Mental Health

Children's Language Can be Horribly Misleading

By Drishya Nair | Update Date: Aug 07, 2012 07:59 AM EDT

When children are asked to describe a thing or a situation, their usage of language is very different and thus, their description of an event might turn out to be completely different from an adult's version of the same story and this could lead to misleading testimonies.

On that basis, lead author David Battin, Ph.D, assistant professor at SUNY Institute of Technology, Barbara Lust and Stephen Ceci, both professors of human development in Cornell's College of Human Ecology, conducted a first of its kind study on developmental differences in referential language ability as a factor in children's ability to provide accurate testimony. The study was funded by the Cornell Cognitive Studies Program.

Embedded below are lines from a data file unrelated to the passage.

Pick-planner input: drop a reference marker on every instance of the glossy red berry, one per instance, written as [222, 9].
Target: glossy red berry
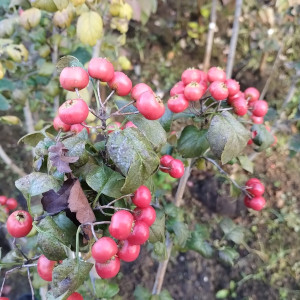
[139, 89]
[146, 215]
[121, 83]
[72, 78]
[216, 74]
[73, 111]
[45, 267]
[176, 168]
[58, 125]
[108, 269]
[260, 108]
[121, 224]
[102, 69]
[150, 106]
[178, 103]
[104, 249]
[19, 223]
[218, 90]
[11, 203]
[194, 91]
[140, 233]
[128, 252]
[142, 197]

"This is the first study to examine developmental differences in referential language ability as a factor in children's ability to provide accurate testimony," said Ceci.

In the study, 63 children aged between three and ten were shown a four minute video about a woman disobeying instructions and knocking down a stack of empty cans.

The study compared the difference in explanation given by the children aged 3-5 and those aged between 6 and 10.

The result showed that only 13 percent of the younger age group and 65 percent of the older group gave necessary accurate information to identify the woman in the video.

Children in the younger age group used articles like "a", "the" and "they" to refer to the women in the video, these words can drastically alter their explanation of the video, with respect to number of people or objects and their specificity which is critical information in a court of law. 

The most common misleading word use by the children was "the", which was used to describe the woman in the video, instead of "a". The other revelation from the study was the common use of plurality (they) across all ages to describe the woman.

"We found children lead adult conversational partners astray by using the definite article ['the'] to introduce a new person or a thing when they should have used the indefinite article ['a']," said Battin. "But, the big surprise in this research was the very high rate at which both younger and older children initially used the plural pronoun 'they' to refer to the person who committed the highly salient and disallowed act of knocking the cans down," he said.

"When police interview young children in a suspected day care abuse investigation, they can be seriously misled when child after child keeps referring to the suspected perpetrator as 'they' rather than 'he' or 'she.' It can lead to the pursuit of multiple perpetrators when the actual situation had only one," said Ceci, who has consulted for law enforcement and the legal system for several decades.

The study appears in the Journal of Applied Developmental Psychology.